While the body of the oystercatcher in the 1964 painting was entirely black, the bird in Motukorea, Torea-Pango II, from 36 years later, has a mottled undercarriage. Binney was an ornithologist as well as a painter; he noticed such things and made a point of accurately recording them. At the same time, he was no orthodox bird-painter and in his mature avian pictures he sets about simplifying, flattening and stylising them to his heart's content.

According to his holistic view of the natural world, the bird and the land were in a state of constant relationship and interdependence.

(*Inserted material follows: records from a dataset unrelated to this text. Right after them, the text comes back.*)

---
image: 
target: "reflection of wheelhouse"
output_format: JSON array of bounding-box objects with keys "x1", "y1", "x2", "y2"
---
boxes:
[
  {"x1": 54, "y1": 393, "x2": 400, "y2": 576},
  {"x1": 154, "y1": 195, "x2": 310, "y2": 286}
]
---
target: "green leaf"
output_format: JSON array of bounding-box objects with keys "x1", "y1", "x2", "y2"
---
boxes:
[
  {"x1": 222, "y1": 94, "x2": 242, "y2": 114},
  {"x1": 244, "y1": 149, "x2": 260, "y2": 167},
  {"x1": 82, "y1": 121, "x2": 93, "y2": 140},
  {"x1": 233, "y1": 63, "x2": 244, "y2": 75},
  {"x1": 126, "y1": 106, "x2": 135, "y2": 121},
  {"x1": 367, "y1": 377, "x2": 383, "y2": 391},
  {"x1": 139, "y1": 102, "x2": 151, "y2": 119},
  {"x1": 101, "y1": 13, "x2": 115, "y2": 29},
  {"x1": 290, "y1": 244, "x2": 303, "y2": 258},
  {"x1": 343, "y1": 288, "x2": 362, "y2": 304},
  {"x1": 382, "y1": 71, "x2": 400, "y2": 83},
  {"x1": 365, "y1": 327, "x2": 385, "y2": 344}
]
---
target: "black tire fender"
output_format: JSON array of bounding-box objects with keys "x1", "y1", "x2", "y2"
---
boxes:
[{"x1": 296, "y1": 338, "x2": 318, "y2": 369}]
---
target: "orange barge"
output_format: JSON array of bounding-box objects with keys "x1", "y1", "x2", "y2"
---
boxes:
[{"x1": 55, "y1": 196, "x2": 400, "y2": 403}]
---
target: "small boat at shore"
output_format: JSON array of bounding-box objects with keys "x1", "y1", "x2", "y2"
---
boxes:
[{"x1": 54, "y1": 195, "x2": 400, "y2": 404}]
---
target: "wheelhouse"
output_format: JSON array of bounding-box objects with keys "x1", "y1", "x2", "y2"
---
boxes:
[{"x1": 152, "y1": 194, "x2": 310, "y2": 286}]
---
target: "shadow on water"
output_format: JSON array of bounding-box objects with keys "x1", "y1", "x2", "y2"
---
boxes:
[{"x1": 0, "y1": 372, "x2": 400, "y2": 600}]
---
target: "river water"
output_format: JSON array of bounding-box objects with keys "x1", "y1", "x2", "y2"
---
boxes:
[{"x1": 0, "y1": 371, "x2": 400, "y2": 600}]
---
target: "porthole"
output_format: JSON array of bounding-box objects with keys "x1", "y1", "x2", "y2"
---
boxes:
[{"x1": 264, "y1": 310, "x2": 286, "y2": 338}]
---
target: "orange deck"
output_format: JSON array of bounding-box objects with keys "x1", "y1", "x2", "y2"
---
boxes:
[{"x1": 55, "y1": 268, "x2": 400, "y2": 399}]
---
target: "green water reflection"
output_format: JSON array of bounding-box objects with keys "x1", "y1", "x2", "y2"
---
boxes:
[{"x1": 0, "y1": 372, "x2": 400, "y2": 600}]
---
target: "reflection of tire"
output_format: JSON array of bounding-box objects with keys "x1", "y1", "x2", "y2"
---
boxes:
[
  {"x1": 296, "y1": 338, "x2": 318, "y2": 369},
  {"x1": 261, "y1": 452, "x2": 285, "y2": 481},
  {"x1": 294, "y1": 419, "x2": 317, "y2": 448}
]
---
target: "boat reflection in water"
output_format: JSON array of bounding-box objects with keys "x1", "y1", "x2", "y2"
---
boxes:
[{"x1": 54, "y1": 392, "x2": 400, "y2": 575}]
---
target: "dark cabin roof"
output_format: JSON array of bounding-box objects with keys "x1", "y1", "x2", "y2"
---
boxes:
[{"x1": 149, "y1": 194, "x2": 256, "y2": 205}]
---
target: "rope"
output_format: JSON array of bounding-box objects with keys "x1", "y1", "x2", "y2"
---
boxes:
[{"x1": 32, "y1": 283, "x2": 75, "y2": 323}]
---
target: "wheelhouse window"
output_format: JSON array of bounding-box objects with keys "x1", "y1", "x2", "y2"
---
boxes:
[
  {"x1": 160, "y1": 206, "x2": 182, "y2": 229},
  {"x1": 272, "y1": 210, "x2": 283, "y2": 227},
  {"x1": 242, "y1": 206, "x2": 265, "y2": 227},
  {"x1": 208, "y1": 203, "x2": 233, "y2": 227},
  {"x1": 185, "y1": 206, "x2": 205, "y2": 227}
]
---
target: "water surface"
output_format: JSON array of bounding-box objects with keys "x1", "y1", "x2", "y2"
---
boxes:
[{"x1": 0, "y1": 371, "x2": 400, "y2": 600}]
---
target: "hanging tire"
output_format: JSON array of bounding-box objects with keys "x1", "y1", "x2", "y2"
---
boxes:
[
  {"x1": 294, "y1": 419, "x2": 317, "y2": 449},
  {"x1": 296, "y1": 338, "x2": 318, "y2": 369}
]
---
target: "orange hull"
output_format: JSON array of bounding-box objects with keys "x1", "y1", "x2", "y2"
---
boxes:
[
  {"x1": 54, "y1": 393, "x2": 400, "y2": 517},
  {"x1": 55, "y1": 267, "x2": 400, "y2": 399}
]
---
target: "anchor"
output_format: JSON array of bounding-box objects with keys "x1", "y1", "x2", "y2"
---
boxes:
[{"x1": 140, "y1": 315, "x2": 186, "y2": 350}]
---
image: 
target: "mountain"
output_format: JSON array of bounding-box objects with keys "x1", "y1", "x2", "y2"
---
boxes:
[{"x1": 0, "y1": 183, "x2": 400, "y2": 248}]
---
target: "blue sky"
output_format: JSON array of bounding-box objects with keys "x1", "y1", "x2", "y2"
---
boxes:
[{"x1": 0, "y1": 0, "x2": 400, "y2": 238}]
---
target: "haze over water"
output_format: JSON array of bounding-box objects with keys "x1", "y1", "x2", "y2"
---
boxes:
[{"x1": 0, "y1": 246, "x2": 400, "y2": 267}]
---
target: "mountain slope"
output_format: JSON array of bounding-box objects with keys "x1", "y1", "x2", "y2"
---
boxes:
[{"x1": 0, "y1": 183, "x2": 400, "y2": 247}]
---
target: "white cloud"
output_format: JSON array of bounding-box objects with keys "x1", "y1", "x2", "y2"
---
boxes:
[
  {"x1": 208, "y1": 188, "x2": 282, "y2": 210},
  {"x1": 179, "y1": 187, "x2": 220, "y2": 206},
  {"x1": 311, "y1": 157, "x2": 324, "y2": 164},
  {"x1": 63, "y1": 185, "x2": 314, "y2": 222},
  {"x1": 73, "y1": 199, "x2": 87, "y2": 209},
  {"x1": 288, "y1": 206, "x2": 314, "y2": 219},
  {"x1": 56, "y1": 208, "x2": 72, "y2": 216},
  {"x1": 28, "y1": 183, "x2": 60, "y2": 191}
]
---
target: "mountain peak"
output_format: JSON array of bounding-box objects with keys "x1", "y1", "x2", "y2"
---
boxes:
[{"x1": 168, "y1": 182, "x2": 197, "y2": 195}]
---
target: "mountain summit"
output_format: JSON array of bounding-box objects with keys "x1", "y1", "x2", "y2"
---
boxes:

It follows that the conservation/preservation of endangered bird species and imperilled natural places were life-long concerns, as was the painterly task he set himself, articulating the space between those two elements. In Motukorea, Torea-Pango II, the bird is almost silhouetted against the pale, atmospheric tonings of beach, sea, island and sky. Instead of the dramatic, angular treatment that characterised Binney's bird paintings of the 1960s, here the torea is calmly rendered and lovingly painted, a study in balance and poise. The rippling water in the harbour is echoed in the bird's plumage. Binney offers us a translucent summer's day, without any overt human presence.

As was usually the case, Binney chose to use the Maori names of both bird and island in the work's title. Often referred to as Browns Island at the time, Motukorea, which translates as 'oystercatcher island', eloquently brings together, in a single word, the two subjects of this painting. Motukorea had established itself as a subject in Binney's art as early as 1970, when Motukorea Painting I and II were exhibited at Peter McLeavey Gallery in Wellington. Around that time and later, Binney made many drawings of Motukorea from Musick Point and other locations, aware of its status as one of the best preserved volcanoes in the Auckland region. Its geological form clearly fascinated him.

While many of Binney's defining paintings are of birds in flight, he made it clear, in his work, as in written and spoken accounts, that ground or beach-foraging birds held equal status in his artistic scheme of things. Motukorea-Torea-Pango II is, at once, an intimate statement of his affection for his subject, and a crystallisation of a life-long concern for, and aesthetic engagement with, both birds and islands.

Gregory O'Brien

These related paintings are reproduced in Don Binney-Flight Path, Gregory O'Brien, Auckland University Press 2023: High Summer, Stewart Island, p.27; Torea, p.364; Motukorea Painting II, p.372 While the Stewart Island oystercatcher is completely black, oystercatchers from regions north of there tend of have a mottled or white underbelly (as they do in most of Binney's torea paintings).